Friday, May 29, 2009

Are You Eating Enough?.....Fruits and Vegetables That Is!

Most Americans do not eat the recommended number of servings of fruits and vegetables daily. These foods contain valuable vitamins, minerals, fiber and other naturally occurring substances that can help protect your body from developing chronic diseases, such as stroke, other cardiovascular diseases and some types of cancer. Research shows that our body gets greater benefit from eating whole fruits and vegetables compared to taking supplements containing the same nutrients.

Depending on your age, gender and activity level, the USDA recommends 5 to 9 servings per day of fruits & vegetables combined. For example, older women and younger children need 3 vegetable and 2 fruit servings, while active men and teen boys need 5 vegetable and 4 fruit servings daily. To determine how many fruits & vegetables you need, go to the Center for Disease Control website at http://www.fruitsandveggiesmatter.gov

What is a serving size?
Vegetables: ½ cup; or leafy vegetables 1 cup (i.e. spinach, lettuce, collard greens, etc.)
Fruits: ½ cup slice, 1 medium, or ¼ cup dried

Remember to THINK COLOR when choosing fruits and vegetables to maximize the variety of nutrients you get . Examples include red strawberries, green spinach, orange sweet potatoes, purple plums, black beans, yellow corn, and white onions.

Focus on Fruit as One Way to Improve Your Health and Reduce Risk of Stroke

In keeping with National Stroke Awareness Month, May is a perfect time to embrace a fresh new beginning as gardens and grocery stores alike begin to blossom with the color of seasonal, fresh fruits and vegetables. There are many ways to add this color to your diet and benefit from the many nutrients found in fruits and vegetables. These foods are not only great sources of potassium, our nutrient of the month, but are also rich in dietary fiber, folic acid, vitamin C, and vitamin E. They are naturally cholesterol-free and low in fat, sodium, and calories. Adding more plant-based foods to your diet is not that difficult and has many benefits beyond reducing your risk for stroke, including lowering risk of cancer, cardiovascular disease, high blood pressure, obesity and maybe even improved brain performance, vision, and bone health.

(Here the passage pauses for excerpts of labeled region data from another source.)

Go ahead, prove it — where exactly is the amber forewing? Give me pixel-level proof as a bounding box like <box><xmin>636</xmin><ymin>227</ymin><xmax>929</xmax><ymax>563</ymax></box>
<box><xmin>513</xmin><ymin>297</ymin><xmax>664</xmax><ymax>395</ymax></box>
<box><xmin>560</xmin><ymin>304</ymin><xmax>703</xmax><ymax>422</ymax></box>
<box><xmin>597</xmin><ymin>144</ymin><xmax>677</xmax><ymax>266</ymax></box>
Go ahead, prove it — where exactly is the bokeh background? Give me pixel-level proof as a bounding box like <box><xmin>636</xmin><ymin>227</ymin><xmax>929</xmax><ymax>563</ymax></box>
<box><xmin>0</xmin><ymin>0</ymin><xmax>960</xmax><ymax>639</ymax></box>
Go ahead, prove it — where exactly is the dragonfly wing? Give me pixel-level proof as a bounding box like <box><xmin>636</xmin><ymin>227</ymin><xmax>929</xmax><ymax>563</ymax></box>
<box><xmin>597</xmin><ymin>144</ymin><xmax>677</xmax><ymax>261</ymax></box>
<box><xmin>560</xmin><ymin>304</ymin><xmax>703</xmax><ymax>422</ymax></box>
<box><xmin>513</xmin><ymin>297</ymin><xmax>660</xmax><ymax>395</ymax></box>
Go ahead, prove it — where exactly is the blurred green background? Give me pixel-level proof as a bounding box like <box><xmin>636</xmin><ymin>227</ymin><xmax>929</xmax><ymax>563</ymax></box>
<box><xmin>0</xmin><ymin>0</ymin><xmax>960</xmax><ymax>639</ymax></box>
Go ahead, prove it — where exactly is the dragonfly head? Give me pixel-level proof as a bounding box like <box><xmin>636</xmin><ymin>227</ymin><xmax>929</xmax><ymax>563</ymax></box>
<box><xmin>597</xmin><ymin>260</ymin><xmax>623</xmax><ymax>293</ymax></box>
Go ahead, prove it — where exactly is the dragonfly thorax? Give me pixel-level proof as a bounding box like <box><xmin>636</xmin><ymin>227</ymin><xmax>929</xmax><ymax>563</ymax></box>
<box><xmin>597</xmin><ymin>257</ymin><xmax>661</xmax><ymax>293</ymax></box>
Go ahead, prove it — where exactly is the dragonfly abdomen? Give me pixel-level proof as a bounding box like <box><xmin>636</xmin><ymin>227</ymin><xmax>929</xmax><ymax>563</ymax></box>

Focusing on one new healthy behavior, such as increasing one food group at a time, is a good way to start improving your diet. For example, one easy tip for incorporating fruit into your diet is to focus on fruit as a “topping” at each meal. Fresh or dried fruit is very tasty as an addition to cereal, yogurt, smoothies, sandwiches (try fruit with tuna or peanut butter!), salads, rice dishes, crepes, low-fat baked desserts, sherbet, or low-fat ice cream . Get creative and see if you can come up with new ideas for adding fruit to each meal or snack. Pretty soon you will be benefiting from adding a rainbow of color and an assortment of nutrients to your diet!

Thursday, May 21, 2009

May is National Stroke Awareness Month

Did you know there are many things you can do to help manage your risk factors for stroke? High blood pressure is one of the leading controllable causes of stroke and a diet low in sodium and high in potassium can help to reduce blood pressure. So try limiting the salt shaker and processed foods, while adding potassium-rich foods to your diet to help lower your blood pressure and risk of stroke! Bananas, cantelope, tomatoes, cucumbers, oat bran and lima beans are just a few of the delicious foods that are high in potassium.

Did you know high cholesterol, diabetes, and obesity are also controllable risk factors for stroke? By incorporating fruits and vegetables, whole grains, and legumes into your diet, you can help to reduce cholesterol, better manage your diabetes and drop a few pounds.